The two political conventions are over and the question is: who won?
We will know in a week or so. The Republicans, with a bland speech by Mitt Romney, a speech by Paul Ryan that drove the fact-checkers crazy, and with Clint Eastwood…, they did not have a strong convention. It seems that they received only the smallest of bounces in the polls, but the verdict is not in yet, for either party.
I would be surprised, though, if the Democrats do not come out ahead, thanks to the cumulative effect of the past three days in Charlotte. It had the better speeches and the greater enthusiasm. It had the unforgettable testimony by Michelle Obama and the equally unforgettable, masterly lecture by Bill Clinton. And, of course, last night it had Barack Obama himself, whose speech left the delegates enthusiastic and strengthened in their resolve to win in November, although he did not deliver another glorious, mesmerizing speech that we have almost been spoiled with. It was a good speech, more than ok, solid, and, at times, eloquent, but there was also somehow something missing.
Joe Klein on his blog in Time Magazine was disappointed. He wrote that the president did not close the deal and it left Klein him wondering what Obama will do in his second term, if he is re-elected. And John Cassidy in The New Yorker wrote that the president was playing it safe, short on new ideas and policy proposals, knowing he was head in the polls and not wanting to give the Republicans new ammunition.
I don’t know, maybe our expectations were set too high, maybe we failed to take into account the fact that, this time, it was the President speaking, not a young State Senator like in 2004, or a presidential candidate like in 2008. Here was a battle-hardened leader of the country, who had been dealt an awful hand, and who realized that things were not improving as fast as he, or the country, would like. Yet, he said that the country was better off today than four years ago and that the choice in November was one between going forward and turning back to the failed policies of the Bush years, policies that got us in this fix in the first place.

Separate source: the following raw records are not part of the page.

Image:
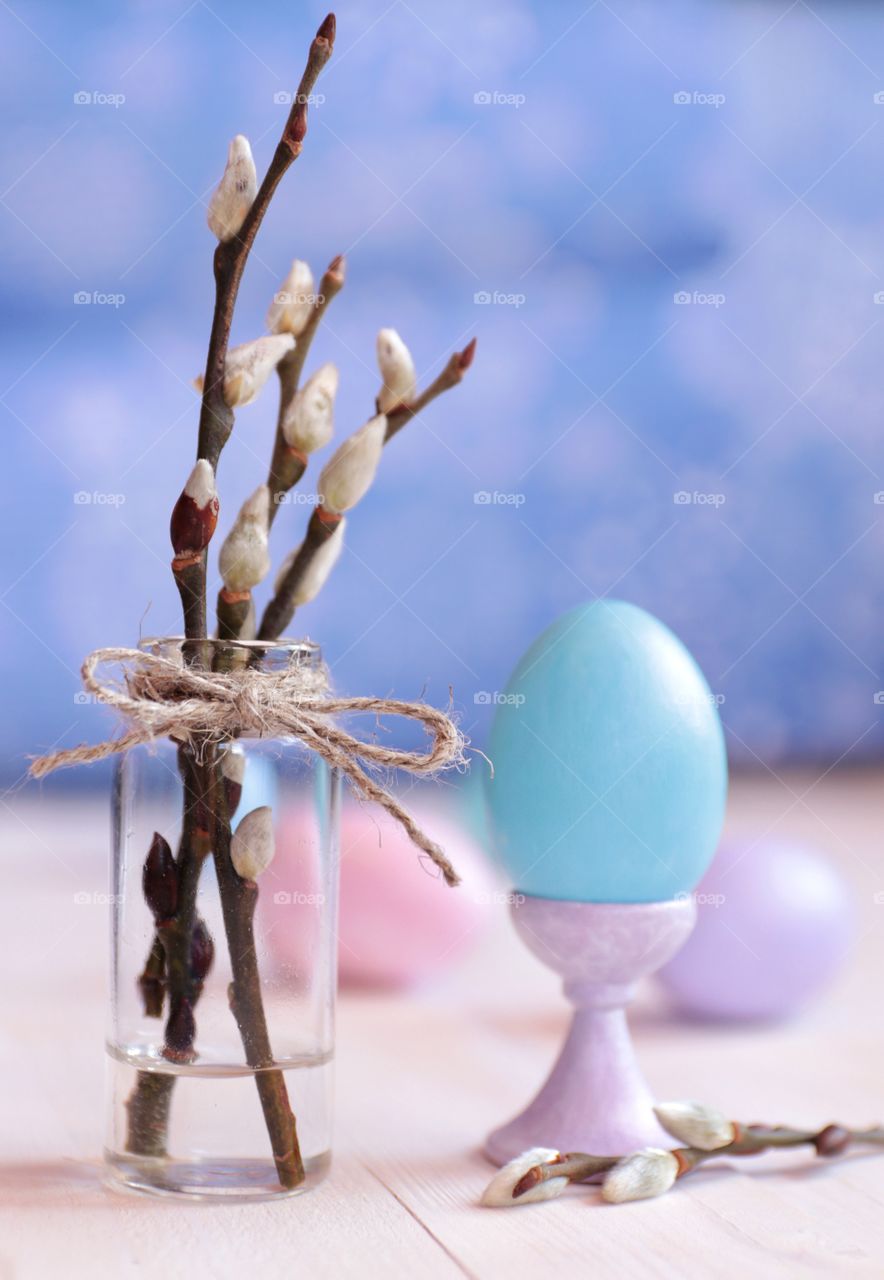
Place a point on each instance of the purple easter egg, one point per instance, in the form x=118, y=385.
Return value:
x=774, y=924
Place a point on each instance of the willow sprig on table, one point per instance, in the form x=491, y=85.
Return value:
x=544, y=1173
x=182, y=951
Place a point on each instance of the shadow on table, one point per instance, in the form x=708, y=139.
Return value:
x=59, y=1184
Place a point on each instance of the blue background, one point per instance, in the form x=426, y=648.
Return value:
x=584, y=197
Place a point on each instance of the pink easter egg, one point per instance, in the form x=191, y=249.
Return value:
x=399, y=923
x=774, y=924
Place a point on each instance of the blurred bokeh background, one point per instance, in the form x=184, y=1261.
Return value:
x=664, y=222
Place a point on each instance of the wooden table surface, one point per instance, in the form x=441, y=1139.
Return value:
x=421, y=1078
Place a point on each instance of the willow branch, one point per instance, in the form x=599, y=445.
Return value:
x=288, y=465
x=832, y=1139
x=215, y=414
x=280, y=609
x=450, y=375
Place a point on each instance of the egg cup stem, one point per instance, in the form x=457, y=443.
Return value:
x=595, y=1097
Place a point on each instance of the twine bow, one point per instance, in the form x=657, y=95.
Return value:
x=160, y=698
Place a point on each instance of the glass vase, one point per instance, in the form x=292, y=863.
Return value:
x=220, y=1046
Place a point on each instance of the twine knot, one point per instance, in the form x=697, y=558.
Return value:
x=161, y=698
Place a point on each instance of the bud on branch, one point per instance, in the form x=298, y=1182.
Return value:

“All they have to offer is the same prescription they’ve had for the last thirty years: “Have a surplus? Try a tax cut.” “Deficit too high? Try another.” “Feel a cold coming on? Take two tax cuts, roll back some regulations, and call us in the morning!”
And, he asked for more time:
“I won’t pretend the path I’m offering is quick or easy. I never have. You didn’t elect me to tell you what you wanted to hear. You elected me to tell you the truth. And the truth is it will take more than a few years for us to solve challenges that have built up over decades.”
Today, on Friday morning, the hard reality struck when the latest job figures were published, pointing to a continued slow recovery. Only 96,000 new jobs were created in August, although unemployment decreased from 8.3 to 8.1 percent, but mostly because so many had stopped looking for a job.
Will such numbers decide the election or will the American people let Obama continue his unfinished work? That’s the big question.